Preller has lofty goals for Padres entering '20
SAN DIEGO -- On the morning of March 12, as general manager A.J. Preller met with his coaching staff, Padres players gathered behind Peoria Sports Complex. A few of them played basketball. On a nearby field, Craig Stammen busted out a lob wedge and worked on his golf short game.
Uncertainty reigned, and as morning turned to afternoon, those players were finally called to the clubhouse for the meeting they'd been waiting for.
No matter who you are or where you were, the early stages of the coronavirus pandemic probably felt a bit surreal. Imagine it through the eyes of Preller. This was a roster he'd spent four years carefully assembling. He tore it all down, built a farm system from scratch, signed key free agents and kept his sights on 2020.
Now, Preller was telling those players to go home. Spring Training had been suspended.
Preller wouldn't get clarity on the next step until three months later, and when his players reported for Summer Camp at Petco Park in early July, they did so in a different world. Preller's measuring-stick season would be a season unlike any in the sport's history.
Which begs the question -- to what extent can a 60-game regular season within the constraints of a pandemic truly serve as a barometer for Preller's successes and failures?
"We've definitely been gearing toward 2020 as the start of something for the organization," Preller said on the eve of the Padres' Friday night opener against the D-backs. "The last four years have really been [about] building up the talent base to a point where we felt that we had a chance to start to move up the standings for real here this year.
"The season is going to be different. ... But the goal of trying to win, the goal of putting a very competitive team on the field, the goal of seeing players play really good baseball -- that's all the same."
Nearly six years into his tenure, Preller's legacy remains as complicated as ever. His list of major transactions reads like the GM version of an all-or-nothing hitter. Preller has swung for the fences, and he's often missed. But when he connects, he’s racked up his share of home runs, too.
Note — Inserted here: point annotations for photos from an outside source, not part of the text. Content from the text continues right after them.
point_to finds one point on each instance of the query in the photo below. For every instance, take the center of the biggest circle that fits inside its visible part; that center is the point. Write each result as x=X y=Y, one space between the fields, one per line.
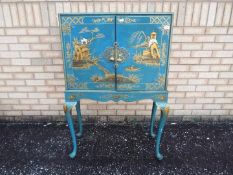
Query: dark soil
x=188 y=149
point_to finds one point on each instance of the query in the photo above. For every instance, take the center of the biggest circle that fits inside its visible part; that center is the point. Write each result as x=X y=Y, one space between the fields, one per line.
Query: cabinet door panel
x=143 y=42
x=86 y=39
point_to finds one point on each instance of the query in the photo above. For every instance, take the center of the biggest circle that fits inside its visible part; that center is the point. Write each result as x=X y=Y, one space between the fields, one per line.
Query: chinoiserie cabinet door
x=142 y=54
x=88 y=51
Preller landed Chris Paddack for Fernando Rodney in June 2016, and it wasn't even his best move that month. Three weeks prior, he'd sent James Shields and some cash to the White Sox for Fernando Tatis Jr. Then again, shortly before that, he’d dealt Trea Turner and sacrificed a handful of useful pieces for Matt Kemp.
Predictably, with those hits and misses, popular opinion is divided among Padres fans. Some love Preller, who locked up two superstars on the left side of the infield (Tatis and Manny Machado). Some do not, as he's yet to bring the postseason -- or even a .500 season -- to San Diego.
"The goal has never been to be .500," Preller said. "The goal is to win championships … and to have a team that can get to October every single year."
When Preller began to overhaul the organization in 2016, the Padres agreed to give him something that GMs are rarely afforded: time. That time appeared to be running thin when the Padres finished 70-92 last year. Manager Andy Green was let go, and executive chairman Ron Fowler apologized to fans, saying "heads will roll" if the team didn't improve in '20.
But then, 2020 happened, and if there was ever a year for reserving judgement about a baseball team, it's this one. Indeed, Padres brass has hinted that Preller's true evaluation might be pushed to '21.
Then again, on Thursday, MLB announced that the postseason will expand to eight teams per league for this year. The Padres are suddenly serious postseason contenders, and it's worth asking how Preller might fare if they don't meet that standard.
But whether Preller’s litmus test comes this year or next, one thing seems clear: his legacy as Padres GM will be sculpted more by what happens in the future than by what’s happened in the past. After all, this is the youthful and talented roster that Preller has been building toward.
“Over the last few years, it's been about getting to a team that we legitimately can look at ourselves in the mirror and say, 'That team has got a chance to play deep into the postseason,'” Preller said.
Preller finally thinks he’s built that team. And on Friday night, that team finally takes the field.